Silence takes over the room. It's loud and deafening, and it drowns out my own thoughts.

They shuffle out of my room. They were so brave earlier, now they're walking out of my room like defeated dogs. I can't believe they pulled that on me. Where's the compassion? The concern for how I'm doing or what I've been through?

I just don't understand why they wanted an answer today – right now. There's still so much I don't know and so many questions I need answered before I can decide.

They're asking for my whole life.

Maybe I'll be able to think about it later on. I'll be ready to at least talk about it tomorrow. Right now, though, I need to sleep away everything that's happened and worry about all of this then.

Tomorrow, we'll talk.

I lie down. My body is so sore and so tired that it's easy for my mind to tumble away too. It's not that I forget my men or the looks on their faces, because I could never forget that. I just… fall asleep.

Finally. Some peace.

The heat from the rising sun touches my eyelids, and I awaken lazily, stretching in bed. And, hell, I feel so much better. Most of the tension in my body is gone. But, more importantly, my mind doesn't feel nearly as crowded.

I can do this. I can figure this out.

The guys should have let me sleep before trying to talk to me yesterday. I still don't have an answer, but I think I'm open to talking. And if we can come up with an agreement concerning our strange situation… maybe experience a repeat of our fun in the woods.

I climb out of bed, smiling. I need some fresh air. As I move to the balcony, my smile widens. It feels good to walk unencumbered. I forgot what it felt like.

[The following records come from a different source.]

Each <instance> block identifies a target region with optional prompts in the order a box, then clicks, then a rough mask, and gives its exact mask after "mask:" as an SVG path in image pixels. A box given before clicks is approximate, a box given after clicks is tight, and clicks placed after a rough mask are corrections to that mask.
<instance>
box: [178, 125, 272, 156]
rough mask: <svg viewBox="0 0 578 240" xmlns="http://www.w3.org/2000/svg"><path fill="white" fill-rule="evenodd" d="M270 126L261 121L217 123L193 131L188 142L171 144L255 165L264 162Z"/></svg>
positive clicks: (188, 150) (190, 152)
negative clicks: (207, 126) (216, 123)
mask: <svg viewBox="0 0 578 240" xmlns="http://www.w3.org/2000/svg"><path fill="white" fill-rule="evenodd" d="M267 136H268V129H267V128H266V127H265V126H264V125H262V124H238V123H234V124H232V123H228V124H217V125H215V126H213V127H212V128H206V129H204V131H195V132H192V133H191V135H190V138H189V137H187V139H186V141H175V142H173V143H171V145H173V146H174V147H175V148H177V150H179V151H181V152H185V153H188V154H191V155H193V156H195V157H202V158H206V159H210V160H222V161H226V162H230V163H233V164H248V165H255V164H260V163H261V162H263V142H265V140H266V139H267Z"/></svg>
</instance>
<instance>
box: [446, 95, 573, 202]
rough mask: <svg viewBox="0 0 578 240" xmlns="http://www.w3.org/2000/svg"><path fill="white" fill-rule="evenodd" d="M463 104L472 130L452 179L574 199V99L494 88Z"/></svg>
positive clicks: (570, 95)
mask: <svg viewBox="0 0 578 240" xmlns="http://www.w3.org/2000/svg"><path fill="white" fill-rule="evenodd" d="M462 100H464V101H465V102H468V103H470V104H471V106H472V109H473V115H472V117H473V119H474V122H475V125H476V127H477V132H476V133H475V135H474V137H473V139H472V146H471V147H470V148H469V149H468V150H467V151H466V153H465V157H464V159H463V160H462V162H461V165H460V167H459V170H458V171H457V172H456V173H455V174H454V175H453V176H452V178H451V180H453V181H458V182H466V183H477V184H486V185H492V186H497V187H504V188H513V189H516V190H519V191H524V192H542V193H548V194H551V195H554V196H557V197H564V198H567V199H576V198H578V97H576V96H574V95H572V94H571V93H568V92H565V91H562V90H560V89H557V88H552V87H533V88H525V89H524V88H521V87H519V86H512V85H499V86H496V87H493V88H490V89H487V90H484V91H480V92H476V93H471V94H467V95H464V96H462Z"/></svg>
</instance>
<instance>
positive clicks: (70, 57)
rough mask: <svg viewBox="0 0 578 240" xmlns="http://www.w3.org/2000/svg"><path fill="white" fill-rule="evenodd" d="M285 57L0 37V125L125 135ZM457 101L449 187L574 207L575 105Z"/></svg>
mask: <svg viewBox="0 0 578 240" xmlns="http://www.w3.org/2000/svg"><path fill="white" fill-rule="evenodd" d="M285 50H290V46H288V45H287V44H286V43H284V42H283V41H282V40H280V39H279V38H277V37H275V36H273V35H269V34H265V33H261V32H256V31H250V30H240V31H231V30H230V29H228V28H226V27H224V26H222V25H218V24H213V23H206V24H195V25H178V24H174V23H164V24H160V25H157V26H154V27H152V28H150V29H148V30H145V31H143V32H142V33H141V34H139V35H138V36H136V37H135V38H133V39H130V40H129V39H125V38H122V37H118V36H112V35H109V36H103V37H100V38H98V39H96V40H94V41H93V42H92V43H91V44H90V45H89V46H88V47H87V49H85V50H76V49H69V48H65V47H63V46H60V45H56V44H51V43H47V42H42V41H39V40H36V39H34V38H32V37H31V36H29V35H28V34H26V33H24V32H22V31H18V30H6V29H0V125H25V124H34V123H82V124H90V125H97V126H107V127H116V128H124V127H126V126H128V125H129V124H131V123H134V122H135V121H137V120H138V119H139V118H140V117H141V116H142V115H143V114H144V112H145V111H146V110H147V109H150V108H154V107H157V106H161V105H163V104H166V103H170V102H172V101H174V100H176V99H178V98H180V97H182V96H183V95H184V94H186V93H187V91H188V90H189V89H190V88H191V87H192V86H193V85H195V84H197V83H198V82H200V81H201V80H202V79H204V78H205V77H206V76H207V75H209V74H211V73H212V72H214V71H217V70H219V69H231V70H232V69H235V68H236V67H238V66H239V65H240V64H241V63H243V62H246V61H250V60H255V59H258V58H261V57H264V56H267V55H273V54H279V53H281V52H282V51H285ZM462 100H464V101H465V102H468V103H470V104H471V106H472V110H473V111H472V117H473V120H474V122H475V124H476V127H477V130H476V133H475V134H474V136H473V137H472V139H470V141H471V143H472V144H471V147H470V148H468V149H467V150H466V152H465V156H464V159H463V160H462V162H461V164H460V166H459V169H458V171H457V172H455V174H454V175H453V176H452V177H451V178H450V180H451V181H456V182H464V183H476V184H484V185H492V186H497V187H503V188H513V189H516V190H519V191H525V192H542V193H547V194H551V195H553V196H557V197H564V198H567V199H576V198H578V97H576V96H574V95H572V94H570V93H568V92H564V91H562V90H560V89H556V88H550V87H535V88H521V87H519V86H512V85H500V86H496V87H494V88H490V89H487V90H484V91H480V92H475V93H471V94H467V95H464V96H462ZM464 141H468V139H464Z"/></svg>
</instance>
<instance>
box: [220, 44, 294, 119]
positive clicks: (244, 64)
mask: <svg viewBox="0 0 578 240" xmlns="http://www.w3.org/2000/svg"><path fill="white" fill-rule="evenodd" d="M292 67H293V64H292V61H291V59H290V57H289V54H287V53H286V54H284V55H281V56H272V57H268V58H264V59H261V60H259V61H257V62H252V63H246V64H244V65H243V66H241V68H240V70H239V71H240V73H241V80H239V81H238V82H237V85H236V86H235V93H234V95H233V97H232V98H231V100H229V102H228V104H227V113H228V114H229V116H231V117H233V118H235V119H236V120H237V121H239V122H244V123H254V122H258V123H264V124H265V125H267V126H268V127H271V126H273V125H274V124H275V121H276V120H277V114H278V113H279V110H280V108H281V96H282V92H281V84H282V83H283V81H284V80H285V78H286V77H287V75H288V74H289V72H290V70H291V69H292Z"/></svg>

Stepping onto the balcony, I feel a wave of fresh air envelope me and sigh. I admire the pinks and purples in the sky as the sun rises. That's one thing about the Summer Court, we have beautiful sunrises.

Suddenly, motion draws my gaze downward and my heart stops. The princes are on horseback, riding away from the castle at a breakneck speed. They're leaving after they just got me back.

Why? Where could they be going? The sight of them makes my heart ache so much I rub my chest, the urge to shout for them to come back building in me.

No, they can't be leaving. We're supposed to talk. To get to know each other. To explore this confusing connection that I don't understand. Didn't they want that too? This doesn't make any sense.

They just rescued me and brought me back to safety. Where could they be off to now?

I don't know, but I have a bad feeling. Wrapping my arms around myself, I watch them leaving, feeling strangely like they're taking my heart with them.